When securities are held indirectly, the intermediary acts as a trustee and the investor acts as the beneficiary. As a result in English law, unlike in German or Austrian law, intermediaries have a property interest in the securities that they hold on behalf of clients. This property interest is, however, subject to the client’s equitable property interest. The equitable interest continues to exist even if the securities are sold by the intermediary without the client’s authority. It is extinguished only if a third party acquires the securities in good faith and for value. The investor’s equitable interest also has priority in the intermediary’s insolvency and prevails over claims raised by the intermediary’s general creditors. It will be shown below that, using different legal doctrine, German and Austrian law achieve a similar level of protection for investors holding securities indirectly as in English law.4
For an express trust to arise under English law, three requirements need to be satisfied. These requirements are also referred to as the ‘three certainties’. The first one is certainty of intention.

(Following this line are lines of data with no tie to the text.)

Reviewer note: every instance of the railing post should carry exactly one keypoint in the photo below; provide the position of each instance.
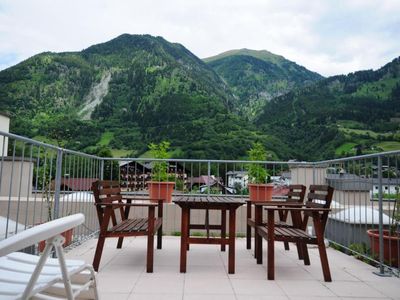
(208, 175)
(313, 173)
(380, 197)
(56, 208)
(102, 169)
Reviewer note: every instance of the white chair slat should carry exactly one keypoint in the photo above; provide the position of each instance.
(24, 274)
(33, 259)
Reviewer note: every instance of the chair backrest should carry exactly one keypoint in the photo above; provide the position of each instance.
(296, 193)
(319, 196)
(106, 191)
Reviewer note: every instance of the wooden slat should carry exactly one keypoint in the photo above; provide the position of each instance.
(319, 188)
(313, 196)
(109, 199)
(294, 194)
(296, 186)
(110, 191)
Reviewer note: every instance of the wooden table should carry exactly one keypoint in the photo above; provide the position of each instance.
(222, 203)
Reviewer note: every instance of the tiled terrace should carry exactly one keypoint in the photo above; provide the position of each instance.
(122, 274)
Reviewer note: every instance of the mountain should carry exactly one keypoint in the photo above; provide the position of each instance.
(116, 97)
(256, 77)
(338, 116)
(124, 94)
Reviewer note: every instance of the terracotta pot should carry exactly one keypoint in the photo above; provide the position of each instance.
(391, 250)
(260, 192)
(161, 190)
(66, 234)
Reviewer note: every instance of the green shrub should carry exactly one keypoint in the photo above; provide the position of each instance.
(257, 173)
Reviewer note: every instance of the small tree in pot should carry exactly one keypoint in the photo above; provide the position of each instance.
(160, 187)
(259, 189)
(391, 237)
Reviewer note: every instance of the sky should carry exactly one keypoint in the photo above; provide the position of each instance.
(326, 36)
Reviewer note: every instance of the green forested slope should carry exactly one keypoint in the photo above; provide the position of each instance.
(256, 77)
(125, 93)
(136, 89)
(341, 115)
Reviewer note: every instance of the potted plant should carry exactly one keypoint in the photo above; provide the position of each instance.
(391, 237)
(259, 189)
(160, 186)
(49, 197)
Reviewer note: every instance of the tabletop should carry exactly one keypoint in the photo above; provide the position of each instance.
(209, 200)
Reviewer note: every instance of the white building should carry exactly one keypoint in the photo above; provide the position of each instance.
(4, 126)
(237, 177)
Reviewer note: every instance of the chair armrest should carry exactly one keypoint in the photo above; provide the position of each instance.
(278, 203)
(127, 204)
(305, 209)
(134, 198)
(39, 233)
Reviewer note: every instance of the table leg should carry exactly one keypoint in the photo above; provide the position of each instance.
(257, 238)
(188, 233)
(223, 228)
(184, 238)
(248, 227)
(232, 231)
(159, 232)
(271, 238)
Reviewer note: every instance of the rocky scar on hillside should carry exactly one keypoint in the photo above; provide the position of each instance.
(121, 95)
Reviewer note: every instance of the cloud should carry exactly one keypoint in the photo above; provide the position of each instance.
(327, 36)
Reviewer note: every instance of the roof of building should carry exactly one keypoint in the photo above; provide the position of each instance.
(360, 215)
(78, 184)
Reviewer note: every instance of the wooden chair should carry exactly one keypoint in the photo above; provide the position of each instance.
(316, 207)
(295, 195)
(108, 198)
(27, 276)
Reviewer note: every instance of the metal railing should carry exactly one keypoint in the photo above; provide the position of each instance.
(39, 182)
(365, 217)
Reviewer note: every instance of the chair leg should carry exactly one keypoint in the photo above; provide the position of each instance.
(120, 241)
(248, 227)
(286, 244)
(150, 253)
(159, 238)
(150, 241)
(305, 254)
(188, 233)
(324, 262)
(97, 255)
(223, 228)
(159, 232)
(300, 251)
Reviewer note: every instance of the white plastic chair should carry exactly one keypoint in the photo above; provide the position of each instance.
(26, 276)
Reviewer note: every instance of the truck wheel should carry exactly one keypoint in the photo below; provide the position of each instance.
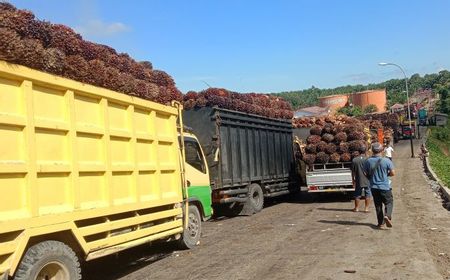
(256, 197)
(191, 235)
(49, 260)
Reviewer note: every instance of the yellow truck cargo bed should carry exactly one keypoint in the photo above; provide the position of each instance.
(87, 166)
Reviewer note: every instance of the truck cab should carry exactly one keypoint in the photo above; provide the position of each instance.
(197, 176)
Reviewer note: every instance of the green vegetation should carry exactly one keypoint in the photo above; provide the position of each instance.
(395, 88)
(371, 108)
(438, 144)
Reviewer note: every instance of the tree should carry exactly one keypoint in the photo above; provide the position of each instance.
(371, 108)
(353, 111)
(395, 89)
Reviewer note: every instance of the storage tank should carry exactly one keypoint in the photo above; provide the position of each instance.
(333, 102)
(365, 98)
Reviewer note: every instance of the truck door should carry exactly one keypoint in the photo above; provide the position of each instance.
(197, 175)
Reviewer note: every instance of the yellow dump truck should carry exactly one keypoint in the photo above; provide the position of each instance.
(86, 172)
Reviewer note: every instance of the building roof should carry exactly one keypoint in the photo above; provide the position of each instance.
(397, 106)
(371, 90)
(311, 111)
(334, 95)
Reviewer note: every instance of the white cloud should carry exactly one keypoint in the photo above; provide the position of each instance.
(99, 28)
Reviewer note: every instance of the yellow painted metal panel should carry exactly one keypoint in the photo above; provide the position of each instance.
(92, 186)
(88, 111)
(45, 98)
(90, 149)
(11, 97)
(12, 144)
(148, 186)
(108, 226)
(135, 234)
(73, 153)
(54, 193)
(120, 247)
(13, 190)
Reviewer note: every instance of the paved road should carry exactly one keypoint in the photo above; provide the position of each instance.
(323, 239)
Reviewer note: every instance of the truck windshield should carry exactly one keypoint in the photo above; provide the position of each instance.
(193, 155)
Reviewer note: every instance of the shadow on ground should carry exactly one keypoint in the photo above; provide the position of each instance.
(128, 261)
(348, 223)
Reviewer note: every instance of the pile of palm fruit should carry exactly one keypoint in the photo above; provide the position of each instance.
(389, 122)
(333, 139)
(252, 103)
(57, 49)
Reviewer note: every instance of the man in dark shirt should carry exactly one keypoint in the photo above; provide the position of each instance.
(378, 170)
(360, 181)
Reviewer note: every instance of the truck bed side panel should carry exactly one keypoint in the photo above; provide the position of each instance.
(252, 148)
(73, 154)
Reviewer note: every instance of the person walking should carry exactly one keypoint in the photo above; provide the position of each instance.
(388, 151)
(360, 181)
(378, 170)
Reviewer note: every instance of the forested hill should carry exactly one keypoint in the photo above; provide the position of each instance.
(395, 89)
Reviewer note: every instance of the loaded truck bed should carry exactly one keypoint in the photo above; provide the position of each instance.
(330, 177)
(243, 150)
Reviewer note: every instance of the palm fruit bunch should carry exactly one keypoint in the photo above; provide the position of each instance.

The second one is certainty of beneficiary. The third one is certainty of subject matter. Certainty of beneficiary does not usually cause a problem in the context of securities markets5 and will not be discussed further in this book. The following sections will focus on certainty of intention and certainty of subject matter, respectively.
7.2 Certainty of intention
Consistently with the path adopted by English law, the requirement for certainty of intention focuses on the intention of the intermediary holding the securities. The intention can be inferred from an express provision to that effect in the documentation underlying the relationship between the intermediary and the client; it can also be inferred from the fact that the parties clearly intended that the client’s assets should form a separate fund in the hands of the intermediary.6 There is no requirement for the client to consent to the creation of a trust. Even if the client will in most cases have requested, or at least consented to,
4See section 12.3.
5Joanna Benjamin, Interests in Securities (Oxford: Oxford University Press, 2001) 2.42.
6Benjamin, Interests in Securities 2.41.